With regard to the rest of the university the regime will doubtless drive research again in very specific directions. It isn't true that philosophy research cannot be effected by this as many think. For example, the University of Sheffield has its primary philosophy research centre named and funded by the Hang Seng Bank of Hong Kong. Whilst less brazen than this the direction of research at some other universities is also directly governed by the prospect of attracting research grants from a wider orbit than government in a number of places such as is apparent at the Centre for Professional Ethics at the University of Central Lancashire and the interest in related areas such as business ethics is part of this phenomena as is the general explosion in the areas of practical ethics and applied ethics.


The research assessment system in the UK is almost certainly going to soon end in its current form with a likely focus on giving most money to those who already have most resources and an ever-increasing stress on driving research, in all subjects and at all levels, in directions that are most likely to produce non-government revenue. The follow-on from research in the area of management studies suggests that the university is being re-thought from top to bottom as an increasingly integrated sector of the market economy. The talk of "privatisation" is not relevant to either analysis of it or any prospects of resistance to it. The analysis should centre on the nature of this change, a change that will ensure that any areas of "pure research" will be marginalised and confined to "top schools" whilst making the relationship to the private sector in terms of research provision the central question for any academics free enough to pursue research. 

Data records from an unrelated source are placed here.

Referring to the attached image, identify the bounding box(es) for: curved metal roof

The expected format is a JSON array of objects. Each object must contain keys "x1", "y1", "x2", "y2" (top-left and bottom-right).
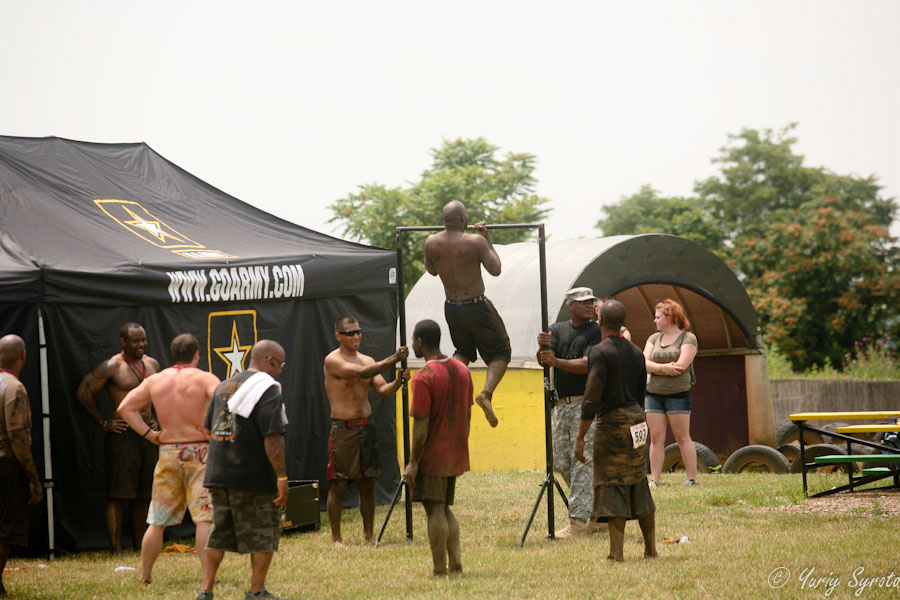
[{"x1": 406, "y1": 234, "x2": 759, "y2": 360}]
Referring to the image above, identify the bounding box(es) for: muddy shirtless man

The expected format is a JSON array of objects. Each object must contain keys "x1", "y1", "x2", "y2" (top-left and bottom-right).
[
  {"x1": 75, "y1": 323, "x2": 159, "y2": 552},
  {"x1": 119, "y1": 333, "x2": 219, "y2": 590},
  {"x1": 325, "y1": 317, "x2": 409, "y2": 546},
  {"x1": 425, "y1": 200, "x2": 512, "y2": 427}
]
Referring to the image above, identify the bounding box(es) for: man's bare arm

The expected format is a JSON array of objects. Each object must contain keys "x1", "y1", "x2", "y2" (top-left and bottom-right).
[
  {"x1": 372, "y1": 369, "x2": 409, "y2": 398},
  {"x1": 325, "y1": 346, "x2": 409, "y2": 379},
  {"x1": 475, "y1": 222, "x2": 501, "y2": 277},
  {"x1": 403, "y1": 417, "x2": 428, "y2": 489},
  {"x1": 4, "y1": 391, "x2": 43, "y2": 504},
  {"x1": 263, "y1": 433, "x2": 288, "y2": 506},
  {"x1": 425, "y1": 236, "x2": 437, "y2": 275},
  {"x1": 119, "y1": 375, "x2": 155, "y2": 441}
]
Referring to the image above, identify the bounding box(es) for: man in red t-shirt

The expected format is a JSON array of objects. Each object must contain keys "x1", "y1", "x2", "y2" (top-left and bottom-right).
[{"x1": 404, "y1": 320, "x2": 474, "y2": 575}]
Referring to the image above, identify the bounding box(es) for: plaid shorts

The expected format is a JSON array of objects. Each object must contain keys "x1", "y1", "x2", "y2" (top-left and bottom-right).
[{"x1": 147, "y1": 442, "x2": 212, "y2": 527}]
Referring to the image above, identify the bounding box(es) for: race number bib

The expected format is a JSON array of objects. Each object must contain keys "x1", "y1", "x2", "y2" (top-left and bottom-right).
[{"x1": 631, "y1": 421, "x2": 647, "y2": 448}]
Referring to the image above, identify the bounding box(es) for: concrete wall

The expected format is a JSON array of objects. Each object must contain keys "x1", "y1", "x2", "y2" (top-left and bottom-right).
[{"x1": 771, "y1": 379, "x2": 900, "y2": 423}]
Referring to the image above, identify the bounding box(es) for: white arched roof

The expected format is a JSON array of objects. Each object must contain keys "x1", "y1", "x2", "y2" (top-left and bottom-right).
[{"x1": 401, "y1": 234, "x2": 757, "y2": 362}]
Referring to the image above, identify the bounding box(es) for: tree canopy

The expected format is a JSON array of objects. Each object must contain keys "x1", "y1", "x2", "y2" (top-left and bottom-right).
[
  {"x1": 329, "y1": 138, "x2": 550, "y2": 289},
  {"x1": 597, "y1": 125, "x2": 900, "y2": 370}
]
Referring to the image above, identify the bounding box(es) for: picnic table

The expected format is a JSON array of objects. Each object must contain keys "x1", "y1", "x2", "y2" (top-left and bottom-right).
[{"x1": 790, "y1": 410, "x2": 900, "y2": 498}]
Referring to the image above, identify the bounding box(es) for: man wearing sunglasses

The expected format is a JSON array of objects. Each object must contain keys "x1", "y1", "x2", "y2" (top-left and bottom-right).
[{"x1": 325, "y1": 316, "x2": 409, "y2": 546}]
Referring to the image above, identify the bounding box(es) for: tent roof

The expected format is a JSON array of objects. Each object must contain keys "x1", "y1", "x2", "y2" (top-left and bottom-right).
[
  {"x1": 406, "y1": 234, "x2": 758, "y2": 360},
  {"x1": 0, "y1": 136, "x2": 396, "y2": 305}
]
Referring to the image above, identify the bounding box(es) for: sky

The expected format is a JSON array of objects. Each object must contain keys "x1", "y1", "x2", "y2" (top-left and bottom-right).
[{"x1": 0, "y1": 0, "x2": 900, "y2": 240}]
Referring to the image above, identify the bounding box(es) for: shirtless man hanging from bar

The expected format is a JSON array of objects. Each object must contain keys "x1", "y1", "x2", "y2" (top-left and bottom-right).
[
  {"x1": 425, "y1": 200, "x2": 512, "y2": 427},
  {"x1": 75, "y1": 323, "x2": 159, "y2": 553}
]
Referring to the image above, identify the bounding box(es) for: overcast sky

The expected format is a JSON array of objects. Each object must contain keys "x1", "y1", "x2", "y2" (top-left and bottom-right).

Two points emerge from serious consideration of this. Firstly, anyone hoping to understand the change in the university is well advised to begin learning management theory and working through its application to the running of their institution. Secondly, the key point in the imposition of this model to the running of universities has been the fragmentation and passivity of the university response. The sectoral divisions that lead the Russell Group to adopt positions quite at variance to those of Million+ ensure that successive British governments are likely to continue to redefine the university in the image of a corporation. Amongst the central trends in this will be the continued casualisation of large parts of the university work-force, the further introduction of degree programmes with direct linkages to industry and the redefinition of philosophy as a subject that can help sharpen the imperatives of management outside the university. Resistance has to centre on more than protection of research areas that don't fit such a model although this is certainly important. It has to consist in the development of a critically different image of the point of university education though one of the key problems in such an approach has been the willingness of academics to invoke tired models from the past. Unless a different vision to the corporate one can be provided that shows the continuing viability of an education that puts the market more at a distance than governments now seem to desire then it will become increasingly likely that academics will be "providers" of a "service" for "consumers" of "innovation".